Parallel batched LangChain deep agents on doubleword.ai inference, with MCP tools and per-agent observability
Project description
dwagents
Unofficial package.
dwagentsis a community-maintained integration and is not an official release from doubleword.ai or the LangChain Deep Agents project. It provides support for using both together, but any issues withdwagentsitself should be filed against this repo — not against the upstream projects.
LangChain Deep Agents with doubleword.ai batch inference. All LLM calls go through doubleword.ai's autobatcher for 50-75% cost savings. Designed for background agents where cost matters more than latency.
Built on LangChain Deep Agents and Doubleword.ai's autobatcher. Neither project endorses or maintains this package.
Installation
# From PyPI:
pip install dwagents
# Or from source:
pip install git+https://github.com/phoughton/dwagents.git
# For development (after cloning the repo):
pip install -e ".[dev]"
Configuration
Set your doubleword.ai API key as an environment variable:
export DOUBLEWORD_API_KEY="your-key-here"
Optional settings (with defaults):
export DOUBLEWORD_BASE_URL="https://api.doubleword.ai/v1/"
export DOUBLEWORD_MODEL="Qwen/Qwen3.5-397B-A17B-FP8"
export DOUBLEWORD_BATCH_WINDOW_SECONDS="10.0"
export DOUBLEWORD_BATCH_SIZE="1000"
export DOUBLEWORD_POLL_INTERVAL_SECONDS="5.0"
export DOUBLEWORD_COMPLETION_WINDOW="1h"
Every setting above can also be overridden by a CLI flag on dwagents run (see dwagents run --help for the full list, or the examples/parallel_agents.py template) or by a Python kwarg via model_kwargs={"model_name": ..., "batch_size": ..., ...} passed to create_supervisor or run_agents_parallel. Precedence is CLI flag > env var > built-in default. --api-key is available but prefer the env var — CLI flags can leak into shell history and ps output.
Usage
Most uses of this library want the Parallel agents pattern below or the Command-line runner. Skip to Basic agent with tools if you only need a single supervisor.

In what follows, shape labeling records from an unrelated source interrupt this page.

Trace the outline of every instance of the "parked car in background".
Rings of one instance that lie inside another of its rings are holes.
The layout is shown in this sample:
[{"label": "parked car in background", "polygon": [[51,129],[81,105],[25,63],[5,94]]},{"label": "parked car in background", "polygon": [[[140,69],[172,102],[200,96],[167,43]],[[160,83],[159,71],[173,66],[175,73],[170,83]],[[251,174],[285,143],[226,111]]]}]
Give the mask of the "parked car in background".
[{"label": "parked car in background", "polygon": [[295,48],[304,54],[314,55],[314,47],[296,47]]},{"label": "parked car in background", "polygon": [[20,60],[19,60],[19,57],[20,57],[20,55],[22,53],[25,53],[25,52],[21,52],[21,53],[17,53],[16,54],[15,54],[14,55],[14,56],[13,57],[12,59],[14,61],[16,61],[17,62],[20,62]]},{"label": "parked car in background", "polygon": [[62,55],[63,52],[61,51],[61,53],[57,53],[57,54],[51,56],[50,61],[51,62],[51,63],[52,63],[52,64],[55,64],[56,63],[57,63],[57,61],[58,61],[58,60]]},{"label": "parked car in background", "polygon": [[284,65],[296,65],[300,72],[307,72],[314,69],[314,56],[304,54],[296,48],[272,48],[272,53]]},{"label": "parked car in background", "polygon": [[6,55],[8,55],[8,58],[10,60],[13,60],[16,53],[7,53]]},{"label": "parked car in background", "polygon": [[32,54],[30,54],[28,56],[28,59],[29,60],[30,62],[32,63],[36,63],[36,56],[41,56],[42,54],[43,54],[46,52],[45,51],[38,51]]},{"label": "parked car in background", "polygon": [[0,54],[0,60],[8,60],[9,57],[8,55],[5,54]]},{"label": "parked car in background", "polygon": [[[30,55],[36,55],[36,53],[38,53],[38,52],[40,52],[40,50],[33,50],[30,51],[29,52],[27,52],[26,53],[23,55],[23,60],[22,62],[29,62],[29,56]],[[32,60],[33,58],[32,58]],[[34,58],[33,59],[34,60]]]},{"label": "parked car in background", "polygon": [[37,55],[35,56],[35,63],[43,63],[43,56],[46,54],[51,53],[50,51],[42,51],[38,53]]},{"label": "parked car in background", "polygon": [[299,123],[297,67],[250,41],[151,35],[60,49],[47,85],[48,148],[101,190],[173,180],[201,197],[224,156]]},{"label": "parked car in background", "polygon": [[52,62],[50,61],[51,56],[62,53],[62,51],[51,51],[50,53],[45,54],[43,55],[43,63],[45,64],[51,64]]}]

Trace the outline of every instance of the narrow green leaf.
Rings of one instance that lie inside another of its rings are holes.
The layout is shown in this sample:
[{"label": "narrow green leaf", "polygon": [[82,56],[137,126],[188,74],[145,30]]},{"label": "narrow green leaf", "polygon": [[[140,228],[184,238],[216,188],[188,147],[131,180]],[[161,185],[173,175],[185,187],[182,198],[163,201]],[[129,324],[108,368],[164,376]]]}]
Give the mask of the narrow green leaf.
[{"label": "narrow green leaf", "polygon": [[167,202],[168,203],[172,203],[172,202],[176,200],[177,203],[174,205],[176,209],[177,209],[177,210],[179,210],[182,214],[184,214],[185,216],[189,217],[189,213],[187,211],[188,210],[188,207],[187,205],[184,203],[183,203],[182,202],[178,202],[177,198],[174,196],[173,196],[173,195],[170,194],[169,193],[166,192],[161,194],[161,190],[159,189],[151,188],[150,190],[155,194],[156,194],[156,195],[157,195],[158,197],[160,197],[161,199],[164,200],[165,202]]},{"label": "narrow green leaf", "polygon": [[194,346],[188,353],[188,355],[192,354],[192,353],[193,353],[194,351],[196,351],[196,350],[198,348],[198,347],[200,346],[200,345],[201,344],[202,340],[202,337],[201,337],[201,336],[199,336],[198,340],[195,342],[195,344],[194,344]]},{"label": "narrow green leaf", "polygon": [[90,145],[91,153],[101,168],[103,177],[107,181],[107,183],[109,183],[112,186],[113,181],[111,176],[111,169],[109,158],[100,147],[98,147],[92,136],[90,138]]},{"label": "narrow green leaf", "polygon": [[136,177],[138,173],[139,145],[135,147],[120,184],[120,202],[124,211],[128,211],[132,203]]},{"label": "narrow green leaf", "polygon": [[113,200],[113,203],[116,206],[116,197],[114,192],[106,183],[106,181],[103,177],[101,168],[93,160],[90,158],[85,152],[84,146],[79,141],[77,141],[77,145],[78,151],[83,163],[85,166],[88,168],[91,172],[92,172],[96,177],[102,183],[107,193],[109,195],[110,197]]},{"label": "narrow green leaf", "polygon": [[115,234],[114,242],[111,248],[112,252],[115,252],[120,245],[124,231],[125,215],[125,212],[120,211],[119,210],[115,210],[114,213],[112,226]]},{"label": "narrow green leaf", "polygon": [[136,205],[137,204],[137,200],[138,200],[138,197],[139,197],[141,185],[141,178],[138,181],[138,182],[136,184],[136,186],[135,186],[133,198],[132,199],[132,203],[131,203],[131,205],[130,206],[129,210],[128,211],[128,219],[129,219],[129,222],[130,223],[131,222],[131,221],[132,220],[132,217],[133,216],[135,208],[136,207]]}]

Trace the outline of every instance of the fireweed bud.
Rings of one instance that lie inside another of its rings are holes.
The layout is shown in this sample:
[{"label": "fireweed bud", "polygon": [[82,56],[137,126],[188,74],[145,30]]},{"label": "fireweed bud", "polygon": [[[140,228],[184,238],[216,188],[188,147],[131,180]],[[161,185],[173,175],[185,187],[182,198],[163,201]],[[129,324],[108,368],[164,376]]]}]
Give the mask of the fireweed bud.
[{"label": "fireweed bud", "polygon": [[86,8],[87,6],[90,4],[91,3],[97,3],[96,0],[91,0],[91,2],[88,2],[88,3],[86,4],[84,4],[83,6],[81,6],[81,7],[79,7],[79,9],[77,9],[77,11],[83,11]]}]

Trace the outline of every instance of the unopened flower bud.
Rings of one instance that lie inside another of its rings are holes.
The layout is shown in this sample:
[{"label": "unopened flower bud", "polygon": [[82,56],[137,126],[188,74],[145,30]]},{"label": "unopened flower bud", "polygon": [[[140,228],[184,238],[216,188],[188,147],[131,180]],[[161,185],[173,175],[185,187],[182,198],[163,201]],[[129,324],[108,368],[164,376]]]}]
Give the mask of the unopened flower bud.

Parallel agents sharing one batch window
run_agents_parallel spins up one supervisor per prompt and sends all of their LLM calls through a single shared batch client, so they collate into the same batch window. This is the high-leverage pattern for workloads where you have N independent tasks and want them all to ride one batch.
import asyncio
from dwagents import (
ToolCallLogger,
connect_mcp,
print_message_trail,
run_agents_parallel,
wrap_with_retry,
)
from dwagents.tools.example_tools import calculator, web_search
async def main():
prompts = {
"a": "What's the sum of the first 20 prime numbers?",
"b": "Briefly explain the halting problem in one paragraph.",
}
# Optional — pull tools from one or more MCP servers instead of/on top of
# bundled tools. Omit and just pass local tools if you don't need MCP.
# mcp_tools = await connect_mcp({"files": {"transport": "streamable_http", "url": "…/mcp"}})
# mcp_tools = [wrap_with_retry(t) for t in mcp_tools]
results = await run_agents_parallel(
prompts,
tools=[web_search, calculator],
system_prompt="You are a helpful assistant. Use tools when useful.",
callbacks_factory=lambda name: [ToolCallLogger(name)],
)
for name, result in results.items():
if isinstance(result, Exception):
print(f"[{name}] FAILED: {result}")
continue
print_message_trail(name, result["messages"])
asyncio.run(main())
ToolCallLogger prints each LLM turn, tool call, and tool result prefixed with the agent name so concurrent activity stays legible. print_message_trail is a post-run walker that shows the full ordered message history per agent.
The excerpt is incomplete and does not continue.